Thursday, December 9, 2010

Kiwi effort makes difference in Bamiyan

When Inspector Ged Byers joined the police in 1978, he never thought the job would take him to Afghanistan.
The long-serving police officer has just returned from a six-month stint working to streamline the judicial and prosecution system, combat corruption and train police in how to work with the community.
Acting as superintendent to two other police officers from Auckland and Christchurch, Mr Byers was based at the New Zealand Defence Force headquarters in Bamiyan province.
Working under the United Nations Police Mission banner, Mr Byers said one of the toughest things was trying to restructure the police force from a military role to public service.

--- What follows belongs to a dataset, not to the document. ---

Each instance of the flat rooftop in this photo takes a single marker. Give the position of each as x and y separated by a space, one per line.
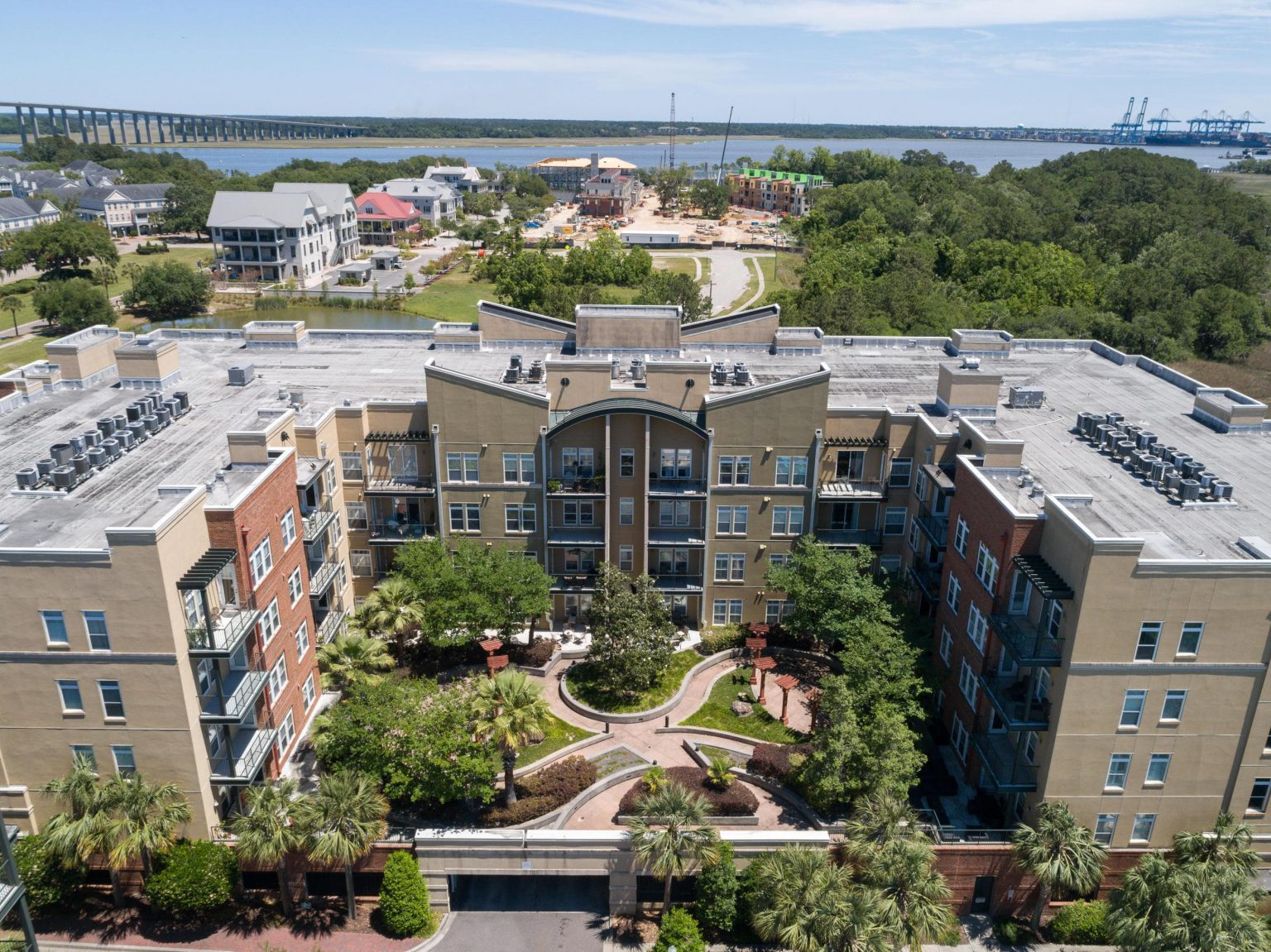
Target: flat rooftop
355 367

"The issue is these people have been fighting for 40 years or so and their police have been in a military-type role where very much it is `might is right' ... and my take on things is that they've struggled with the sort of relationship they have with the public."
Working to establish a judicial system had been rewarding, leading to the first public trial in Bamiyan history.
Admitting to a few nerves when he first arrived, Mr Byers said he soon realised the province was relatively safe as long as protocol was followed. There was always a chance an insurgent could attack but the New Zealand forces were well-prepared and professional.
"I think naturally you're a wee bit concerned because while you've had pre-deployment training you're still influenced by what you hear in the media ... but the reality is it's very different in Bamiyan. Having said that, if you went to Kabul or one of the other bases you visited the situation is different, very different."
When the New Zealand forces suffered their first casualty, Lieutenant Tim O'Donnell, this year, it was a tough time in the camp. Mr Byers had worked with Mr O'Donnell's father so knew the family. He was confident the knowledge that familiar people were working hard to bring their son home had helped the family.
Asked if a New Zealand police presence in Afghanistan was necessary, Mr Byers said: "I think so. If we don't do this work then you're not going to have civilian policing. If you want development in that country, if you want to do away with the corruption you want people to have confidence in the law – and the lack of confidence in the law was one of the breeding factors for the Taleban."